When Apple Pay was announced at a highly choreographed launch event in September, analysts declared that the mobile payment system had a shot at doing what other digital wallets have so far failed to do: Dethrone plastic credit and debit cards as shoppers' default way of making a purchase.

But now, less than a week after the system's launch, Rite Aid and CVS have disabled their Apple Pay technology, a sign that the tech titan's quest to make its digital wallet ubiquitous may be more difficult than many thought.

The drugstore chains have not said why they have shut down this technology. CVS simply "cannot accept Apple Pay" or other mobile payment options that rely on similar technology, the company said. Both companies said they are evaluating various mobile payment technologies.
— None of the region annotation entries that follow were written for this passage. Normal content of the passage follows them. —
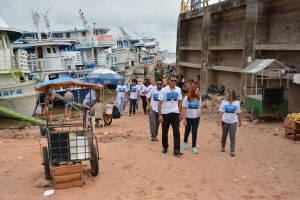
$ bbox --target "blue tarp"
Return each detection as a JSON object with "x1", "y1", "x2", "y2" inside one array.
[
  {"x1": 85, "y1": 73, "x2": 125, "y2": 85},
  {"x1": 36, "y1": 77, "x2": 78, "y2": 87}
]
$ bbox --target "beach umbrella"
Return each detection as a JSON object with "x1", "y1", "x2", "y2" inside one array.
[{"x1": 85, "y1": 69, "x2": 125, "y2": 85}]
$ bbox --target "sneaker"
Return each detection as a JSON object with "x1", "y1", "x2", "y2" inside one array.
[
  {"x1": 151, "y1": 137, "x2": 158, "y2": 142},
  {"x1": 182, "y1": 142, "x2": 189, "y2": 149},
  {"x1": 173, "y1": 150, "x2": 183, "y2": 156},
  {"x1": 192, "y1": 147, "x2": 198, "y2": 154}
]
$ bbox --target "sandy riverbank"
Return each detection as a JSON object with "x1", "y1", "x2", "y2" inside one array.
[{"x1": 0, "y1": 104, "x2": 300, "y2": 200}]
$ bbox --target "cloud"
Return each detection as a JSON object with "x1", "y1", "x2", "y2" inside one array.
[{"x1": 0, "y1": 0, "x2": 181, "y2": 52}]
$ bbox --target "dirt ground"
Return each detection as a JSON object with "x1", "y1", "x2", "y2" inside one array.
[{"x1": 0, "y1": 103, "x2": 300, "y2": 200}]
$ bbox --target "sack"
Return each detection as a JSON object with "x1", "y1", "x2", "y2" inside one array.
[{"x1": 112, "y1": 106, "x2": 121, "y2": 119}]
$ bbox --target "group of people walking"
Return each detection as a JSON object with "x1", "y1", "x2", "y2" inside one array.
[{"x1": 116, "y1": 75, "x2": 241, "y2": 157}]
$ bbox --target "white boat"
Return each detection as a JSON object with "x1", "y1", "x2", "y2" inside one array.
[{"x1": 0, "y1": 16, "x2": 36, "y2": 115}]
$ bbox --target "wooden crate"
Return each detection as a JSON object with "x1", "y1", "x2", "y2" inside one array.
[
  {"x1": 283, "y1": 118, "x2": 300, "y2": 141},
  {"x1": 51, "y1": 164, "x2": 84, "y2": 190}
]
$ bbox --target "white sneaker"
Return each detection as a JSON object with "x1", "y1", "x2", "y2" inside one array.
[
  {"x1": 192, "y1": 147, "x2": 198, "y2": 154},
  {"x1": 182, "y1": 142, "x2": 189, "y2": 149}
]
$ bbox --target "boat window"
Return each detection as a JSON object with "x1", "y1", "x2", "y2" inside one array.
[{"x1": 48, "y1": 74, "x2": 59, "y2": 80}]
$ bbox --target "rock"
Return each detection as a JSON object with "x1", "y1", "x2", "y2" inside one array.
[{"x1": 34, "y1": 178, "x2": 53, "y2": 188}]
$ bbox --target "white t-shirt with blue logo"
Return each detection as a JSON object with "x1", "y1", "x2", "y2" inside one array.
[
  {"x1": 219, "y1": 99, "x2": 241, "y2": 124},
  {"x1": 182, "y1": 96, "x2": 202, "y2": 119},
  {"x1": 116, "y1": 85, "x2": 128, "y2": 98},
  {"x1": 140, "y1": 84, "x2": 147, "y2": 96},
  {"x1": 147, "y1": 87, "x2": 160, "y2": 112},
  {"x1": 158, "y1": 86, "x2": 182, "y2": 114},
  {"x1": 128, "y1": 85, "x2": 140, "y2": 99},
  {"x1": 147, "y1": 84, "x2": 156, "y2": 92}
]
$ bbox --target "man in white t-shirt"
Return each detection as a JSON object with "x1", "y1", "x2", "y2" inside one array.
[
  {"x1": 140, "y1": 79, "x2": 147, "y2": 115},
  {"x1": 218, "y1": 88, "x2": 242, "y2": 157},
  {"x1": 158, "y1": 75, "x2": 182, "y2": 156},
  {"x1": 128, "y1": 79, "x2": 140, "y2": 116},
  {"x1": 116, "y1": 83, "x2": 128, "y2": 115},
  {"x1": 147, "y1": 79, "x2": 163, "y2": 141}
]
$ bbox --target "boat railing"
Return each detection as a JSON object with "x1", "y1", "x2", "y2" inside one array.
[
  {"x1": 60, "y1": 51, "x2": 83, "y2": 66},
  {"x1": 29, "y1": 56, "x2": 75, "y2": 71},
  {"x1": 13, "y1": 49, "x2": 29, "y2": 70}
]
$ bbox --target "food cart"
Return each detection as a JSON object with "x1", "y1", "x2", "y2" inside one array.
[{"x1": 241, "y1": 59, "x2": 291, "y2": 120}]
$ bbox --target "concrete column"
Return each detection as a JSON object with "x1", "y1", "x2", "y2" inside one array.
[
  {"x1": 240, "y1": 0, "x2": 258, "y2": 102},
  {"x1": 200, "y1": 7, "x2": 212, "y2": 93}
]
Analysts say the moves are likely a pre-emptive strike against Apple Pay by the two chain stores, which are part of a coalition of retailers building their own mobile payment offering. The group includes stores such as Wal-Mart, Best Buy, Lowe's, and Dunkin' Donuts. Its offering, dubbed CurrentC, is slated to roll out in 2015 at 110,000 locations.

CurrentC would have some advantages over Apple Pay for retailers. It will draw money directly from a consumer's bank account instead of charging a credit card like Apple Pay does. This would allow retailers to avoid paying credit card companies what are known as swipe fees every time a customer pays with a credit card. CurrentC would also give retailers access to more data about shoppers.